In recommending the abolition of the MFR, Myners said existing fraud compensation arrangements should be extended to more adequately cover the cost of securing members' rights, to separate custody of assets from employers and to foster a regime of transparency and openness.
Fraud was one of the original concerns behind pension legislation post-Robert Maxwell but this has not been addressed by the MFR, Myners said.
He added that the MFR did not address properly the question of protecting defined benefit (DB) scheme members but was instead concerned with preventing situations where a pension fund was underfunded and unable to meet its obligation in the event of the employer becoming insolvent.
Because of this he concluded that the MFR was seriously inadequate as a form of protection.
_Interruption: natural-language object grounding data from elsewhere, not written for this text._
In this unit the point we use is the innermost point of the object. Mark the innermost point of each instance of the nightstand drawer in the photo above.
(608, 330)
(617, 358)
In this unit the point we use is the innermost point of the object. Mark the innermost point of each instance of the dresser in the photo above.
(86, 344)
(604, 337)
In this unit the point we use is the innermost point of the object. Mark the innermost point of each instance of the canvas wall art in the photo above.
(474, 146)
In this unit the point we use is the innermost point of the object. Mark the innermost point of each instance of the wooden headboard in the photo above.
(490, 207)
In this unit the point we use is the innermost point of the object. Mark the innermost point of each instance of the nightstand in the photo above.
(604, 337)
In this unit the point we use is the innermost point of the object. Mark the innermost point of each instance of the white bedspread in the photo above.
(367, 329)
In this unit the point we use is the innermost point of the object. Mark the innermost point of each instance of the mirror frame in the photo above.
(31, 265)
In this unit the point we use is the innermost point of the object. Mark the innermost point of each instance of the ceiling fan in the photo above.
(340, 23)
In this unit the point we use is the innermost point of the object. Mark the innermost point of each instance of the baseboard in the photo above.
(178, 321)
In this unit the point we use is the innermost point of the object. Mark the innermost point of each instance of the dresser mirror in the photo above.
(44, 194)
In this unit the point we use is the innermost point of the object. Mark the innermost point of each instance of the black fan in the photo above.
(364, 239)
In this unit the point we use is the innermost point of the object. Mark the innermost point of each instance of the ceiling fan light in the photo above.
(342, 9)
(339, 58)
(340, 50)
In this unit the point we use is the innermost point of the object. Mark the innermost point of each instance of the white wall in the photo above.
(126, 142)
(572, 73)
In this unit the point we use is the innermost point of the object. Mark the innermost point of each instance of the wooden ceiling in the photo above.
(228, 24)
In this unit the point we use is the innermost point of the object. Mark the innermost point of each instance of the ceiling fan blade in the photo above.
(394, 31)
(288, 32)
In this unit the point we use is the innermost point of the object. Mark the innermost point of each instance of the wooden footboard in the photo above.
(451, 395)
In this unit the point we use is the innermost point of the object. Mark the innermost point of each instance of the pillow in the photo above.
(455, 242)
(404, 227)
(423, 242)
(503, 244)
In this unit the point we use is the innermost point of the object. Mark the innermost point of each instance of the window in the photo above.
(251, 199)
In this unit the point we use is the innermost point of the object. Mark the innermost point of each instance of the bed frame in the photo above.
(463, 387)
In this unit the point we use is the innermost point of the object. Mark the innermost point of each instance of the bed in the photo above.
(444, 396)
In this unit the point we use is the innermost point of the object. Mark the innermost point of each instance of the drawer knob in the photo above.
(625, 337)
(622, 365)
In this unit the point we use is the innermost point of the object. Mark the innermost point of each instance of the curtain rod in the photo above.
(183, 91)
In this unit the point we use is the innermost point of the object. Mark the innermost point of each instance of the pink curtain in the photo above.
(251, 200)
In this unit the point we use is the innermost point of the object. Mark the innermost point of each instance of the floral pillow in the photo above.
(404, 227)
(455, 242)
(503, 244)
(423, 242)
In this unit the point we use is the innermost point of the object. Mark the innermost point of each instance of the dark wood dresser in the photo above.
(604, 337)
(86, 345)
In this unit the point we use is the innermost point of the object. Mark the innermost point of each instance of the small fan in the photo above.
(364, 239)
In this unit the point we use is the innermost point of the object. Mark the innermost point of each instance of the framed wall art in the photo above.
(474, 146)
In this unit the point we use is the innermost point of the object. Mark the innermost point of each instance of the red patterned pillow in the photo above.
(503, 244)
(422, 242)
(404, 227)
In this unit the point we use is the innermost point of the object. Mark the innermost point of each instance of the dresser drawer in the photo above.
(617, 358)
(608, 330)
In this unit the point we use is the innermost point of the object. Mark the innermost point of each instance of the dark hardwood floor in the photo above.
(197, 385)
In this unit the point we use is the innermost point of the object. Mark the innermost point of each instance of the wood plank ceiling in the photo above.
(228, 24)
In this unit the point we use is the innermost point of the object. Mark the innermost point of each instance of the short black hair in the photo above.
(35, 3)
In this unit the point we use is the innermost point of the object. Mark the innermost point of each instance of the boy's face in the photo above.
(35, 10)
"Prudential regulation is the answer. It is not for Government to set benchmarks but to establish a framework in which the industry can operate," he said.
He said: "MFR, as it is constituted, does not provide good and clear protection nor any guarantee to be able to fund pensions. Far from protecting members of DB schemes it has contributed to the increased cost of DB."
Myners described MFR as having provided a security blanket for the ultra-cautious which did not provide the security for members of DB pension schemes that many assumed.
He said: "I have been struck by the number of people who, when they talk about reducing MFR risk go on to say this will come about by increasing their allocation to gilts.
"The MFR has provided a blanket behind which the weak and the lazy can hide."
The solution, which would require primary legislation if adopted by the Government, is to take measures that guard against clearly inappropriate investment strategies as well as defining between the different concerns of large and small schemes, according to the number of members rather than the value of assets.
The pensions industry is still awaiting Myners' final recommendations on investment in private equity, which is expected to propose measures to increase the levels of funding to venture capital beneficiaries from pension assets estimated to be in the region of £800bn.
Myners said he did not believe the abolition of MFR was a necessary prerequisite to introducing measures that would encourage investment into private equity.
He said: "There is no doubt that the MFR was a hindrance to investment in this class of capital but the MFR has a much broader impact in constricting the type of investment trustees are willing to advocate."
The consultation period on MFR ends in January and Myners is set to make his final report to the chancellor in the run-up to the April budget.